For instance, ribs and sausage are considered fatty meats and have more saturated fat than leaner meats, such as sirloin. Sweet potatoes don’t raise blood sugar as much as white potatoes. So, a better option for the standard meat and potatoes would be a sirloin with a sweet potato. Bottom line: having meat and potatoes is still okay for dinner!  It’s just a matter of making some modifications, so the meal isn’t too high in calories, saturated fat and simple carbohydrates.

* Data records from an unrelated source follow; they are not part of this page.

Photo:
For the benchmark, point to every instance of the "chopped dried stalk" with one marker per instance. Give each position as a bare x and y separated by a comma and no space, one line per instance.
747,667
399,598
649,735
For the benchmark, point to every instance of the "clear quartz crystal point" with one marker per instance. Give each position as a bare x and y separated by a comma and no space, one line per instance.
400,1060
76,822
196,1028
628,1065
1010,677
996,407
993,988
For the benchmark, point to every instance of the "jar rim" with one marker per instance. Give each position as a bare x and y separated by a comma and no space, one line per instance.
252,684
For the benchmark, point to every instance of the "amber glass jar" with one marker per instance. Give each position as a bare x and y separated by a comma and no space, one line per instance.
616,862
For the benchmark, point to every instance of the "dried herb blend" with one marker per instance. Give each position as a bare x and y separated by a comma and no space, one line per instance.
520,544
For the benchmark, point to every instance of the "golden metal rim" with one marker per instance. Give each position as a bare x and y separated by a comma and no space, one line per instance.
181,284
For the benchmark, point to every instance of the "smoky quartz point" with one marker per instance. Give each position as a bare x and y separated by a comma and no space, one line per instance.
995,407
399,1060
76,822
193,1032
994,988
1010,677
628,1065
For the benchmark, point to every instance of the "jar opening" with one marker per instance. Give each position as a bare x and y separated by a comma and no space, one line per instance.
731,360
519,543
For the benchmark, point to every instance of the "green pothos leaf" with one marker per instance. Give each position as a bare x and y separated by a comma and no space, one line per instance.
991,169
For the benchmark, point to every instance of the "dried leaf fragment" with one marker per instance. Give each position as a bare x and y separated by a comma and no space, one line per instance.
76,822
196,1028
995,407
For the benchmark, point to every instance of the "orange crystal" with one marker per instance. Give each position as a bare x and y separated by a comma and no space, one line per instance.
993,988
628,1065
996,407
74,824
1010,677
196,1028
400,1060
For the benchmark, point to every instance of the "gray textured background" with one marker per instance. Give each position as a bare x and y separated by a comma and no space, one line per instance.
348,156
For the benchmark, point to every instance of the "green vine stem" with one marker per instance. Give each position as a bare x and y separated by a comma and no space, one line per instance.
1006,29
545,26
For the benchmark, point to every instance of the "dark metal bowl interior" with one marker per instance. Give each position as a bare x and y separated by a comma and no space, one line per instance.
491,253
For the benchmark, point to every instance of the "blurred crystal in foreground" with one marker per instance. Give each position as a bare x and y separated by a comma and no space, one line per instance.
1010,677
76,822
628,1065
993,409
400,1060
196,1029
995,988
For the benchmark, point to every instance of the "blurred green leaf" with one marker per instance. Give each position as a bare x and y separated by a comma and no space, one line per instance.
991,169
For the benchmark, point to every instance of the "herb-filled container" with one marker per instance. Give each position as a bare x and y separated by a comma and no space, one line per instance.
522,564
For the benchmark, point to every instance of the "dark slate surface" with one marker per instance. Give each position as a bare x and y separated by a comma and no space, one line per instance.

Next time you’re cooking with your family, or making one of their recipes, try to modify it so it’s not too rich in calories, carbohydrates or fat. Here are some tips:

  • Use less oil. All oils have 120 calories per tablespoon. This can really add up!  So, measure it out and be mindful of the portion size.
  • In place of salt use more pepper, fresh or dried herbs, or other spices to give it a kick. 
  • Go for the leaner cuts of meat and poultry, and choose low-fat cheese instead of regular cheese.
  • Instead of frying meat, fish and poultry, try baking, grilling or broiling.
  • Incorporate veggies into the dish. Choose what’s in season!  Not only do vegetables provide extra fiber, but they also give the dish more color and texture. 
  • If it’s a rice dish, swap the white rice for brown rice or wild rice with at least 3 grams of fiber per serving.  Or experiment with an ancient grain such as quinoa or farro. 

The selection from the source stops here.